Monday, April 21, 2014
Book Review: Truth and Beauty by Ann Patchett
Author: Ann Patchett
Enjoyment Rating: ****
Content Alert: language, drug use, mentions of sex
Truth and Beauty focuses on Patchett’s relationship with her best friend, the poet Lucy Grealy, who lost part of her jaw from a Ewing’s sarcoma as a child, and who ultimately died at the age of 39 in 2002. Grealy endured about 40 surgeries over the course of her lifetime, and when she wasn’t in the hospital, she was ambitious and hardworking, garnering many prizes and fellowships and shows Patchett and Grealy to have one of those great best friend kinds of relationships that people are lucky to come by once in a lifetime. However, the book also shows Grealy to have moments where she’s difficult and capricious.She constantly seeks validation, demanding Ann to tell her that she’s her very best friend. Jealous of Ann’s other friendships, she climbs into her lap at dinner and prevents Ann from having conversations with others at the table. She does things that would bug the heck out of me.
I’m sure that Ann would be the first person to admit that she was not a saint, but over the course of the story she continues to show love to Lucy– she nurses her after her surgeries and plays gatekeeper at the hospital.
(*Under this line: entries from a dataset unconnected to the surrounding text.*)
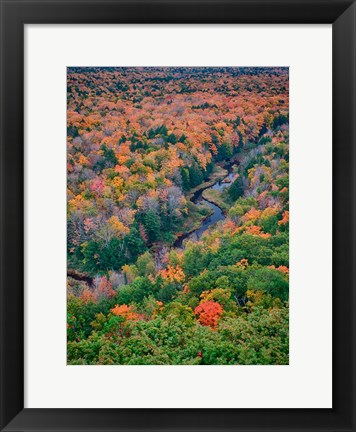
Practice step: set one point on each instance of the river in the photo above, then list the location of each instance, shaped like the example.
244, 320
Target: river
197, 198
217, 214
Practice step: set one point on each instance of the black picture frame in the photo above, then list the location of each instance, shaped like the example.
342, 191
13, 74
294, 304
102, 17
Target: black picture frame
14, 15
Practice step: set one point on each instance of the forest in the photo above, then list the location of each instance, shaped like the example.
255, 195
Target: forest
177, 216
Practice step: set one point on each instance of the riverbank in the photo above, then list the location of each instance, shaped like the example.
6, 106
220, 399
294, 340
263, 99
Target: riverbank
219, 198
218, 174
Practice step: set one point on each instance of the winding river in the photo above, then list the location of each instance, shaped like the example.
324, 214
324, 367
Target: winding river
217, 214
197, 198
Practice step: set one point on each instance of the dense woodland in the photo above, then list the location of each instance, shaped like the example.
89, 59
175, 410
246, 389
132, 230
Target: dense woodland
142, 142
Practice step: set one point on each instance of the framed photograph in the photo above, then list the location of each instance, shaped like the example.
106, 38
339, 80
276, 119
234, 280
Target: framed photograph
177, 215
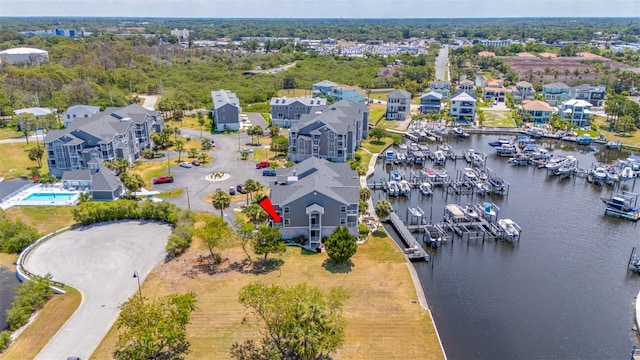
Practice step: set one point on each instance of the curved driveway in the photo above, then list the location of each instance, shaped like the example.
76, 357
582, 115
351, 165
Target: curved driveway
98, 260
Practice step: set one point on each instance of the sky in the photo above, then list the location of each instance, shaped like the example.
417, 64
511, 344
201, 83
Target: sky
322, 8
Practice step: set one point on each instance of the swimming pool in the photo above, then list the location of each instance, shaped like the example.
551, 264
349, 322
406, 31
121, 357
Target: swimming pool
50, 197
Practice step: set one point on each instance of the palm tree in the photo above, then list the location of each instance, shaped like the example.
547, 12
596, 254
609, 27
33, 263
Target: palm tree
221, 200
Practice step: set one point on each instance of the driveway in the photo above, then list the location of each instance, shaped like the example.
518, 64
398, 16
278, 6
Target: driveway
99, 261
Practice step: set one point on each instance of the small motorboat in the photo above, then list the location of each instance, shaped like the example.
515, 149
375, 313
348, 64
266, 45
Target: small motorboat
425, 189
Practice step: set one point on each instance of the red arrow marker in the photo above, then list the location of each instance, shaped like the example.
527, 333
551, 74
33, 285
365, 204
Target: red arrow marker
265, 203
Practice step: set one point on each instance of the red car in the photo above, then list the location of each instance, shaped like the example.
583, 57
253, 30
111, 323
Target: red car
163, 179
262, 165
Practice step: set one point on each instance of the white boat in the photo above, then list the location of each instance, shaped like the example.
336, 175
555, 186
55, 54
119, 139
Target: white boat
425, 189
439, 157
393, 189
509, 228
405, 187
627, 173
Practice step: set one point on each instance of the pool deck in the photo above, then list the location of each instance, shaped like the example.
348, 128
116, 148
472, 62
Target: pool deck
17, 198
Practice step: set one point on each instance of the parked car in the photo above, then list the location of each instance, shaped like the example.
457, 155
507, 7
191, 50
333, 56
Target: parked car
163, 179
263, 164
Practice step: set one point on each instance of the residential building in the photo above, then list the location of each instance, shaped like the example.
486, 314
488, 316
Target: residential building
536, 111
430, 102
576, 111
463, 107
78, 111
115, 133
593, 94
398, 105
523, 91
100, 182
226, 111
338, 92
555, 93
493, 89
441, 87
286, 112
313, 198
333, 132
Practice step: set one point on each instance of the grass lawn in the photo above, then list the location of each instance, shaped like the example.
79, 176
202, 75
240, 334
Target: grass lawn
629, 139
382, 316
44, 218
15, 161
50, 318
498, 119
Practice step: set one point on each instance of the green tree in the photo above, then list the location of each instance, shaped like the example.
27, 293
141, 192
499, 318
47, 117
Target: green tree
300, 322
179, 148
154, 330
214, 233
221, 200
36, 153
378, 133
382, 209
341, 245
268, 240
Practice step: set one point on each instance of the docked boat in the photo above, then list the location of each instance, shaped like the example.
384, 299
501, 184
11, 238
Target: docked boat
425, 189
392, 188
404, 187
439, 157
459, 132
501, 141
510, 229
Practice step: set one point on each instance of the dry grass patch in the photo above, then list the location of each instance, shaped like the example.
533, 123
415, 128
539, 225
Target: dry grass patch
46, 324
381, 317
46, 219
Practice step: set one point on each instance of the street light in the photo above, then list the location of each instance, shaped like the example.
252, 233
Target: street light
137, 277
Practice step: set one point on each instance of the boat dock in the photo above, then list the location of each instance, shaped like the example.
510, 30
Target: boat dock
413, 250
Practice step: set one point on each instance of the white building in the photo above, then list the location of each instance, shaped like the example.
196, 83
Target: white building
29, 56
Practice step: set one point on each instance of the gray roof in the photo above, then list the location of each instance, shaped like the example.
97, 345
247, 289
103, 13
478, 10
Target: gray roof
223, 97
335, 180
305, 101
105, 180
76, 175
338, 117
399, 94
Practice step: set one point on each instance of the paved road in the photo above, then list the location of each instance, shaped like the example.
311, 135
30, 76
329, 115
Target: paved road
442, 63
99, 261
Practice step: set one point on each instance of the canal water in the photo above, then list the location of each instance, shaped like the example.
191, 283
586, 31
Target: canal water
562, 292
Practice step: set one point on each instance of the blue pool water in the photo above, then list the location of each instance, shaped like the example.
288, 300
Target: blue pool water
49, 197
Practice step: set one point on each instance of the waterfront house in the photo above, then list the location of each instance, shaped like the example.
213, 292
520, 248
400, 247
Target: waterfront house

And as Lucy became more and more difficult and self-destructive in the final months of her life, Ann did her best to support Lucy even as she was pushed away.
While Truth and Beauty was somewhat controversial and Grealy's sister publicly criticized the book, saying, "Lucy was a uniquely gifted writer. Ann, not so gifted, is lucky to be able to hitch her wagon to my sister's star. I wish Lucy's work had been left to stand on its own." However, I doubt that I would have been introduced to Grealy's work had it not been for Patchett. I also think the book is beautifully written, and an enduring legacy to a female friendship that spanned the good times and the bad.